Poorly equipped and humiliated by rebel victories, the military launched a coup in the capital. With authorities thus distracted, the rebels proclaimed the north liberated. The rebellion’s secular leaders were soon supplanted by the Islamist group Ansar Dine, which is supported by AQIM as well as an AQIM offshoot. The tumult has dislocated about 100,000 people within Mali and created another 200,000 refugees who have fled the country.
In formulating their response to this crisis, Western powers would be wise to keep in mind how Mali 2012 differs from Afghanistan 2001. To start with, the threat was far greater in Afghanistan, where a well-entrenched al-Qaida had demonstrated its will and ability to commit mass murder globally. In Mali, the jihadist threat comes from an al-Qaida affiliate that is as much a criminal as terrorist enterprise. The hallmark of its operations is kidnapping for ransom.
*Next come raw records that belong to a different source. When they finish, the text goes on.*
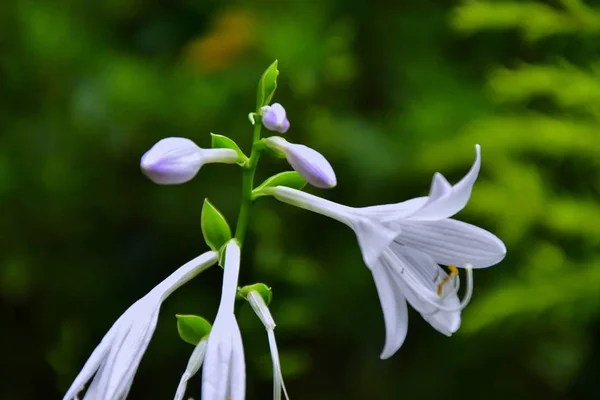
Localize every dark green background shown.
[0,0,600,400]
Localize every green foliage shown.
[201,199,231,251]
[256,60,279,112]
[238,283,273,305]
[210,133,248,165]
[175,314,211,346]
[252,171,306,198]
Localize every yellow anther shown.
[437,264,458,296]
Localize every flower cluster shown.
[64,62,506,400]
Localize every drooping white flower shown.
[63,251,217,400]
[248,290,290,400]
[202,239,246,400]
[264,136,337,189]
[174,337,208,400]
[140,137,238,185]
[268,145,506,358]
[260,103,290,133]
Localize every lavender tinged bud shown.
[140,137,238,185]
[265,136,337,189]
[260,103,290,133]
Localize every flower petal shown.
[409,145,481,221]
[371,263,408,360]
[174,338,208,400]
[63,323,116,400]
[396,219,506,268]
[228,320,246,400]
[385,243,460,336]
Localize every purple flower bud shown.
[140,137,237,185]
[260,103,290,133]
[265,136,337,189]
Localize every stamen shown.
[422,264,473,315]
[436,264,458,297]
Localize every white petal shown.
[371,263,408,359]
[409,145,481,221]
[396,219,506,268]
[202,322,234,400]
[352,218,397,268]
[174,339,208,400]
[154,251,218,301]
[386,243,460,336]
[357,197,429,220]
[215,240,241,314]
[265,186,356,227]
[228,323,246,400]
[267,329,290,400]
[63,323,116,400]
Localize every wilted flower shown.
[63,251,217,400]
[140,137,238,185]
[264,136,337,189]
[202,239,246,400]
[260,103,290,133]
[268,146,506,358]
[247,290,289,400]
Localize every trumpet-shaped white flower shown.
[140,137,238,185]
[248,290,290,400]
[264,136,337,189]
[268,145,506,358]
[174,337,208,400]
[63,251,217,400]
[202,239,246,400]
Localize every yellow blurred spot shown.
[437,265,458,296]
[185,10,254,72]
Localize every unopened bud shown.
[140,137,238,185]
[261,103,290,133]
[265,136,337,189]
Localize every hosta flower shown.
[269,145,506,358]
[174,338,208,400]
[260,103,290,133]
[140,137,238,185]
[63,251,217,400]
[264,136,337,189]
[247,290,289,400]
[202,239,246,400]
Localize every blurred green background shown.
[0,0,600,400]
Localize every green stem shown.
[235,116,262,246]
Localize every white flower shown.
[202,239,246,400]
[264,136,337,189]
[260,103,290,133]
[140,137,238,185]
[269,145,506,358]
[248,290,289,400]
[63,251,217,400]
[174,337,208,400]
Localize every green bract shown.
[175,314,211,346]
[256,60,279,112]
[201,199,231,251]
[238,283,273,305]
[210,133,248,165]
[252,171,306,199]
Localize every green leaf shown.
[238,283,273,305]
[252,171,306,198]
[175,314,211,346]
[256,60,279,112]
[210,133,248,165]
[201,199,231,251]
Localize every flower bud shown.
[260,103,290,133]
[265,136,337,189]
[140,137,238,185]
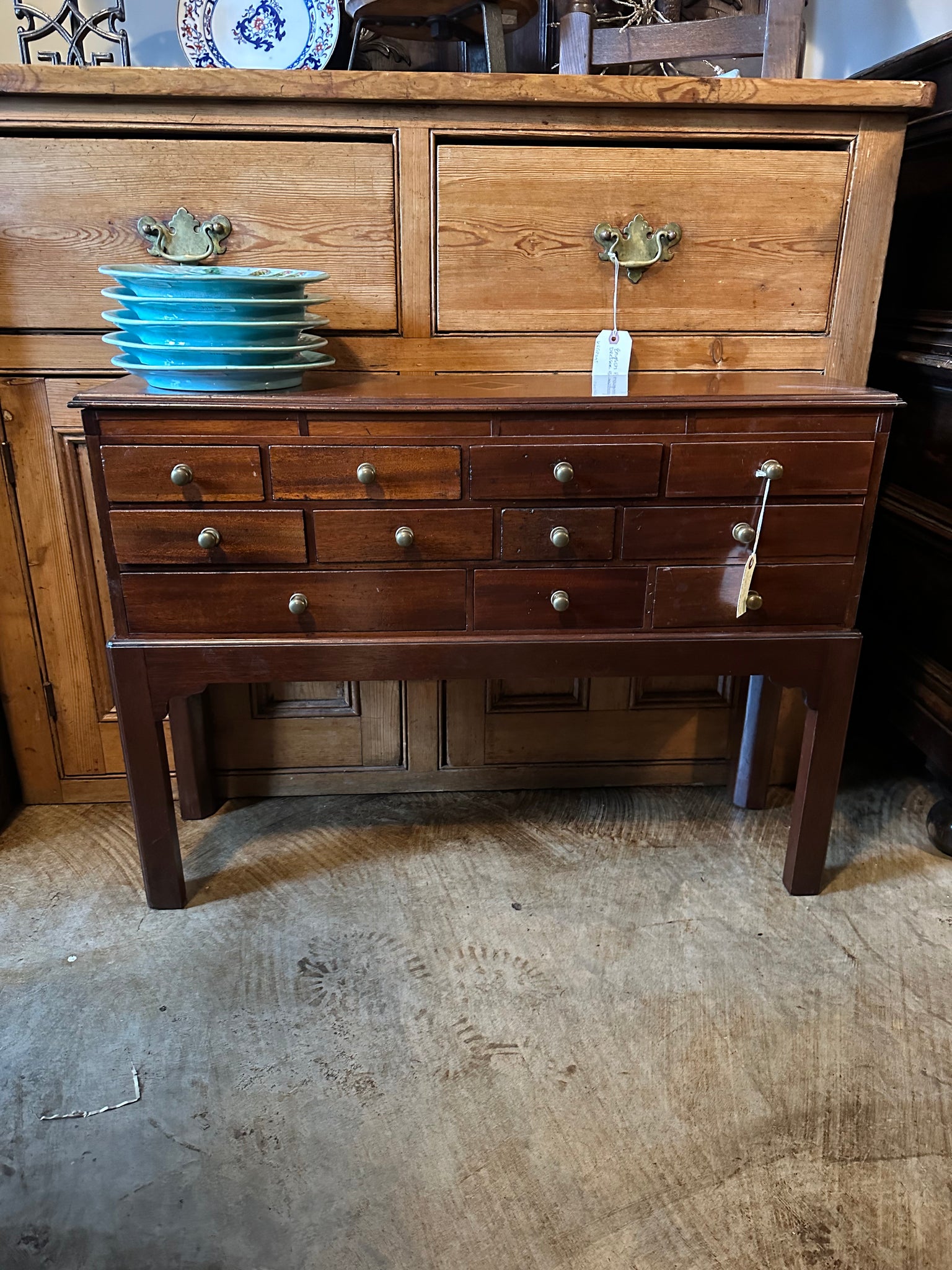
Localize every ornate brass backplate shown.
[596,212,681,282]
[136,207,231,264]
To combat AQIM while it’s small makes sense. The question is how to do so without provoking a backlash from the local population and breeding more extremism, or attracting the murderous attention of militants who have not yet targeted the West. In the case of Mali, Western powers have an option that was unavailable in Afghanistan: regional allies willing to accept the burden of intervention.
Both the U.S. and France prefer this approach; both say they want none of their own troops involved, although Western militaries would provide intelligence, training and materiel support. Yet French Defense Minister Jean-Yves Le Drian has pushed for decisive action within weeks, a timeline that would effectively foreclose a regional solution.
Under an Oct. 12 United Nations Security Council resolution, the U.N. is working with the African Union and the Economic Community of West African States, which has evolved to take on security missions, to devise a proposal by the end of November to help Mali’s authorities recover control of northern Mali. Properly training and equipping a pan-African force will take months.
To stabilize Mali, the African mission requires a humanitarian and political agenda as well as a military one. Preparing that will also take time, yet there is a precedent. It could be modeled after the U.N.-supported African Union Mission in Somalia established in 2007. Amisom helps Somali forces fight the Islamist al-Shabaab militia and safeguards the delivery of humanitarian aid. It has also helped make parliamentary and presidential elections possible.
Mali’s junta has ostensibly turned power over to civilian rule but is widely thought to still pull the strings in Bamako, the capital. A unity government with no ties to the junta would help restore public trust until new elections can be held. The African mission could sponsor talks between that government and northern representatives aimed at ensuring the grievances of the north are finally, genuinely answered.
That outcome is essential to splitting the jihadists from local sources of support and would make them easier to neutralize militarily. While religious conservatism is on the rise in Mali, the puritanical Salafi philosophy has few followers, and its militant form fewer still.
Orchestrating the proper sequence for political and military action would be a challenge, certainly. Still, it’s better to integrate both into the response from the beginning, even if it tests the patience for action.